Le vol sur les exploitations est devenu un vrai fléau face auquel les agriculteurs se sentent impuissants et souvent abandonnés. En 2014, un plan d’action national de sécurisation des exploitations a été lancé. Etat des lieux quatre ans plus tard…

Certaines exploitations ont équipé leurs bâtiments et hangars de vidéosurveillance. La réglementation oblige à les signaler.
© B. Bonnet

Entre 2009 et 2014, le nombre d’infractions constatées dans les exploitations agricoles sur l’ensemble du territoire français n’a cessé d’augmenter. Selon l’Observatoire national de la délinquance et des réponses pénales (ONDRP), le chiffre record de 11 700 vols sur 12 mois était enregistré en juillet 2014. En décembre 2013, la FNSEA alertait le ministre de l’Intérieur face à la recrudescence des vols et des dégradations en milieu rural. Tout en reconnaissant le travail difficile de la police et de la gendarmerie, l'ancien président Xavier Beulin déplorait alors une raréfaction des rondes de prévention en milieu rural et un trop grand nombre d’enquêtes abandonnées. Compte tenu de l’urgence de la situation, dans un courrier adressé au ministre de l’Intérieur, la FNSEA demandait de passer à la vitesse supérieure.

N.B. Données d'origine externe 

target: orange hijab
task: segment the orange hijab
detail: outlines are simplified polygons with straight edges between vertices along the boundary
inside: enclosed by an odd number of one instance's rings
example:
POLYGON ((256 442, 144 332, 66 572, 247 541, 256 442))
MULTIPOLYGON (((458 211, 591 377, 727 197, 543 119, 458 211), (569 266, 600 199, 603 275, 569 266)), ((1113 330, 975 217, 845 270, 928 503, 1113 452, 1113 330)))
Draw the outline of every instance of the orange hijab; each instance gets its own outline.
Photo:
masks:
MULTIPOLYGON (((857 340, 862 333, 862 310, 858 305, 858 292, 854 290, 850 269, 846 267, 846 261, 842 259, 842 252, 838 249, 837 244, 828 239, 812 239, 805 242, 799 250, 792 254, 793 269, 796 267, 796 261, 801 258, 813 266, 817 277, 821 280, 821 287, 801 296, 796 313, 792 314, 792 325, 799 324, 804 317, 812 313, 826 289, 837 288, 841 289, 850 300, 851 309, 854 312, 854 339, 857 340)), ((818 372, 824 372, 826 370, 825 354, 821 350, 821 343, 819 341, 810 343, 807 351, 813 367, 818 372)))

Un plan d’action national « Sécurité » lancé en 2014

En réponse à cet appel, un plan d’action national dédié à la sécurité des exploitations a été lancé conjointement par les ministères de l’Intérieur et de l’Agriculture et décliné en plans départementaux autour de trois volets : la prévention, la protection et l’intervention. Outre le renforcement de la présence dissuasive des forces de gendarmerie sur le terrain, d’importants moyens d’enquête ont été mobilisés. Dans chaque département, un référent a été désigné au sein des groupements de gendarmerie afin de recueillir les témoignages ou les craintes des exploitants. La formalisation de cette nouvelle coopération a donné lieu à la signature d’une convention entre la DGGN et la FNSEA en mars 2014. Par ailleurs, le gouvernement a souhaité développer des moyens d’enquête spécialisés face aux structures criminelles organisées. Selon l’ONDRP, ces mesures auraient porté leurs fruits au regard d’une criminalité en recul constant depuis 2014. Un constat qui ne ressort pas forcément lorsqu’on interroge les agriculteurs.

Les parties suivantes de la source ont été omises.